Follow-up testing, planned with the Design-Expert software tool by Stat-Ease, gave us 75% confidence that unintentional balance errors of the magnitude we measured would result in vibration sufficient to cause progressive bearing damage, culminating in failure (but still passing our acceptance test!). We could not check the high temperature levels predicted by our analysis due to a lack of nonintrusive instrumentation.
Because the rotor speed, at nearly 100,000 rpm, pushed the inside of the balancing envelope, the original specification had required both component and group balancing. The complicating factor was that the design of the turbine required disassembly of the rotor after balancing, with the potential for an out-of-balance condition arising from reassembly during build. Moreover, the rotor design called for a cost-effective, but potentially damaging, radial interference fit between the shaft and both rotating aerodynamic components (a compressor impeller and a turbine rotor).
Repeated imbalance measurements demonstrated that some rotors sustained more damage from reassembly than others, and the differences could be extreme. So we designed a process that eliminated the worst components from the production stream.
Conclusions and Recommendations
The final report placed each failed engine in one of three failure mode categories, with physical causes assigned. It contained three corrections corresponding to each of the three failure modes:
(1) Replacement of the bearing type that experienced manufacturing fatigue, producing the infant failure mode.
(2) Dynamic balancing process changes and a minor component design change to control the extremes of imbalance that produced the wearout failure mode.
(3) Heat shield quality control improvements that eliminated the hot gas leakage responsible for the normal failure mode. This was the failure mode with the most normal distribution, produced by shifting the start/stop limitation of the bearings to the left.
Additional recommendations addressed the possibility that some of the failure modes were actually interactions between influences we could measure and those we could not. We suggested:
(1) Since an inability to measure bearing dynamic stiffness and damping, even as an approximation, had significantly handicapped our investigation, we made specific recommendations for a magnetic-bearing-supported quasi-dynamic rig that could at least collect data correlated to the sought-after properties.

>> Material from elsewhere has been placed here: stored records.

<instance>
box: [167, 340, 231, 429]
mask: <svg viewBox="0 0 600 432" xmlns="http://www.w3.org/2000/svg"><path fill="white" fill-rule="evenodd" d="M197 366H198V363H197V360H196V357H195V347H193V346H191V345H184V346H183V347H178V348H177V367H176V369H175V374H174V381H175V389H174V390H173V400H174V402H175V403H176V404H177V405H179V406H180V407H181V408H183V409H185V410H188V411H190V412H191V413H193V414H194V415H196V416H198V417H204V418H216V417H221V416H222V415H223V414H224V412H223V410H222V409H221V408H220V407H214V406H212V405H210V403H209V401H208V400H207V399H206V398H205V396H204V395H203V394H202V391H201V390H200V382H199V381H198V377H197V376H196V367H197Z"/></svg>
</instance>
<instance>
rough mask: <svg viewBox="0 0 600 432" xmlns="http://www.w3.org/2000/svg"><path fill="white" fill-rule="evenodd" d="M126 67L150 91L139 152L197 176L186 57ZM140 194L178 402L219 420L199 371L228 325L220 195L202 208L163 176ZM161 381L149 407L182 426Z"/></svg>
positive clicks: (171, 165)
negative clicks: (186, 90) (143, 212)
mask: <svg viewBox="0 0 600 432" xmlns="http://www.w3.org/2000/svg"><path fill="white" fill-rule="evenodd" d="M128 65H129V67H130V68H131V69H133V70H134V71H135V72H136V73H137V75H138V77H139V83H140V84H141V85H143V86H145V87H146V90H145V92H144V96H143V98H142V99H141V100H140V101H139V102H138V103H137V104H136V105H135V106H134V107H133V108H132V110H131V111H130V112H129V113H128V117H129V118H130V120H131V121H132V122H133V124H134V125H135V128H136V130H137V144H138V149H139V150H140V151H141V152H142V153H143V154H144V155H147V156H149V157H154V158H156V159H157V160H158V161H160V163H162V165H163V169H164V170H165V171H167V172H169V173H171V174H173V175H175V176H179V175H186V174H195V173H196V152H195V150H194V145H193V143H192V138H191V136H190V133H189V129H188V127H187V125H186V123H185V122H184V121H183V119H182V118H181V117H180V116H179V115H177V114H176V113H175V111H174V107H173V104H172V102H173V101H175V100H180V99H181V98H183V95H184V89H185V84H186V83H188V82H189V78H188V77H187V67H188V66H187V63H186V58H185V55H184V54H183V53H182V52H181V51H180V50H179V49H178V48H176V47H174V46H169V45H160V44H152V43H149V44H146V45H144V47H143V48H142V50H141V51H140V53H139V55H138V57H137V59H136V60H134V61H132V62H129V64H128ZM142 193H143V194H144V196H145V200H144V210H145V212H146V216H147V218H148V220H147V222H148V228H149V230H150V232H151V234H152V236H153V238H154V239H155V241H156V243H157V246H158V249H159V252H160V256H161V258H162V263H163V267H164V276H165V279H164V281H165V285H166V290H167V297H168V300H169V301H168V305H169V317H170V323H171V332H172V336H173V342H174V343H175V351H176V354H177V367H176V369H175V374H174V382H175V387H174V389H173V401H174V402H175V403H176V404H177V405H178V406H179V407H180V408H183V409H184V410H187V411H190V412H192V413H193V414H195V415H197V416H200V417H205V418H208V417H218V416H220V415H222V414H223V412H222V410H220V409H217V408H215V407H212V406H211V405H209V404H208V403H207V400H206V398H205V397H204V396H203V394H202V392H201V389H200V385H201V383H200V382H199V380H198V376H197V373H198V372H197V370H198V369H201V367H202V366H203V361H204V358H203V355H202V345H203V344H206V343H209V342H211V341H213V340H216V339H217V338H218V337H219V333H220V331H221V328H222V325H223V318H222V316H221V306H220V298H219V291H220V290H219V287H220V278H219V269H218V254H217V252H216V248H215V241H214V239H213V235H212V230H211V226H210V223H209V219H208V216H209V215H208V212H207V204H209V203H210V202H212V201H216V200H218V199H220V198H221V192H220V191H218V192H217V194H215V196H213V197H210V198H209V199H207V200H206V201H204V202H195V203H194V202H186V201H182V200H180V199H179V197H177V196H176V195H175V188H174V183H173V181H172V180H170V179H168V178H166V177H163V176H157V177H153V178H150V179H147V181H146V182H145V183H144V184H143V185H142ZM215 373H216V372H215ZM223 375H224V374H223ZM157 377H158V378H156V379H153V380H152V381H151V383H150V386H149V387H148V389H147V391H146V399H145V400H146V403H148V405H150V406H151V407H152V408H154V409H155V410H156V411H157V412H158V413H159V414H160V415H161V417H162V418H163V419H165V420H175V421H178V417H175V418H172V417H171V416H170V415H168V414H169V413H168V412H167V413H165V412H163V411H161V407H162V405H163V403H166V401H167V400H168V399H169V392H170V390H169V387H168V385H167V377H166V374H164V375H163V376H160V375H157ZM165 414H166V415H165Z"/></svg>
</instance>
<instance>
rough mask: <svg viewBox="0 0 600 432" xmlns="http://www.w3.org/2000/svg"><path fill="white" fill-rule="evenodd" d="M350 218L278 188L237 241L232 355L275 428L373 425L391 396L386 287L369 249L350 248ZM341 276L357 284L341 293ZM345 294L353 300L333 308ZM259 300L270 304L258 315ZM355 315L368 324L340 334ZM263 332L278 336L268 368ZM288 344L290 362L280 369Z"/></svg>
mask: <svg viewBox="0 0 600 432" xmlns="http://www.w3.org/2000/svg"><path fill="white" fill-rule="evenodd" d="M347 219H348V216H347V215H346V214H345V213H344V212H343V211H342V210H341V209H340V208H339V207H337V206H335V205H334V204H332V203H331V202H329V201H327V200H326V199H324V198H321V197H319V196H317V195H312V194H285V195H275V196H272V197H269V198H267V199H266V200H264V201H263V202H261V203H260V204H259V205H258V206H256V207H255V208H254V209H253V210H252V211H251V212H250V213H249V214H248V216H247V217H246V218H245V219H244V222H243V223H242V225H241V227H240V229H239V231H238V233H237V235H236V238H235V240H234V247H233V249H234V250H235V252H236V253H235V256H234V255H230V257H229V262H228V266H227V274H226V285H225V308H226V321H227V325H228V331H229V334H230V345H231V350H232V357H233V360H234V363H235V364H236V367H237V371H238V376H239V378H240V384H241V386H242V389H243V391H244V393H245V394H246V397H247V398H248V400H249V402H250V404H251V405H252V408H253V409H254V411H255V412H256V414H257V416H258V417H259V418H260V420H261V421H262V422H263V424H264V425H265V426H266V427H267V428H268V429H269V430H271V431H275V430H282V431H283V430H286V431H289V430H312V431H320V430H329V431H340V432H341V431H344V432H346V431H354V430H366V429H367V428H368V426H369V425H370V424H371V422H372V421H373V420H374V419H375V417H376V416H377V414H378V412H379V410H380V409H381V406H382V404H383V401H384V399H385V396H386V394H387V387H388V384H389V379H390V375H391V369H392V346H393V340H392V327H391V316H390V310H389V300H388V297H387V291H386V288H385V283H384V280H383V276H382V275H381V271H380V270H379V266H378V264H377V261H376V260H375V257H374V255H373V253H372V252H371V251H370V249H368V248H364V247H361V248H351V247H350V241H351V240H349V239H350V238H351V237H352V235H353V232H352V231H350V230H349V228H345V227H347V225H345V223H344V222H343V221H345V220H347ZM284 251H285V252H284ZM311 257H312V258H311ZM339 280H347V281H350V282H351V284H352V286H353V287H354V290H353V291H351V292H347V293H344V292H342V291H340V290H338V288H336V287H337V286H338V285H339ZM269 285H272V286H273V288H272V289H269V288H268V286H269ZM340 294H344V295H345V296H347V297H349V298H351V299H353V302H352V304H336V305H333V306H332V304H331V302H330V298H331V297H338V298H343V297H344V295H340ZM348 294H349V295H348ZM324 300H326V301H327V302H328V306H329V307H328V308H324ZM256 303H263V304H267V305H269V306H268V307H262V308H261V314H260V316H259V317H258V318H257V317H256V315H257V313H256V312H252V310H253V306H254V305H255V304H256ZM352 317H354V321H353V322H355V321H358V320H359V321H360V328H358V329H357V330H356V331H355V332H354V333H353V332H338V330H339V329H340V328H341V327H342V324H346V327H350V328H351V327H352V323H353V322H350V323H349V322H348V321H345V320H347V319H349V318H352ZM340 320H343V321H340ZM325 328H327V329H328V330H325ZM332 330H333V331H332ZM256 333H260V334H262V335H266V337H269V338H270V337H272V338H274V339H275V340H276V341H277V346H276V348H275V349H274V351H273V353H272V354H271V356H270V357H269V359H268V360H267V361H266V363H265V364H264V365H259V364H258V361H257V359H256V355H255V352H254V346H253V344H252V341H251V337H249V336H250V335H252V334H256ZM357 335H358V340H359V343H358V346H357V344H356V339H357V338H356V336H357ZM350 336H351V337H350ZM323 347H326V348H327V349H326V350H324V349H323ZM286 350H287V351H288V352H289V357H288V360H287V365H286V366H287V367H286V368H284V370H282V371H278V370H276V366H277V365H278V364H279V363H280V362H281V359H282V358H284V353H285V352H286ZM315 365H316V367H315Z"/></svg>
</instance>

(2) Our investigation had made it clear that inexpensive design and fine balance requirements were incompatible with the engine assembly process, which required that the rotor be taken apart and reassembled during the build. We recommended the resurrection of an earlier project to perform in-place fine balancing of the rotor after build.
(3) Naturally, quality control procedures implemented to manage heat shield leakage could not satisfy the long-term need. As follow-up work, we suggested specific points for a redesign of the heat shield to eliminate the root cause.
In the authors experience, most projects to determine a cause and corrective action for field failures do not end well. By luck and skill, this one did. Obviously, it is best to avoid failures by scrupulous attention to design details, guided by a thorough FMEA, and capped by a well-designed test program. When engineering judgment and common sense fall to marketing necessity, however, the expert use of statistical tools, as illustrated here, can save the product. After roughly a year of work, all of the failure modes we addressed had vanished from field experience.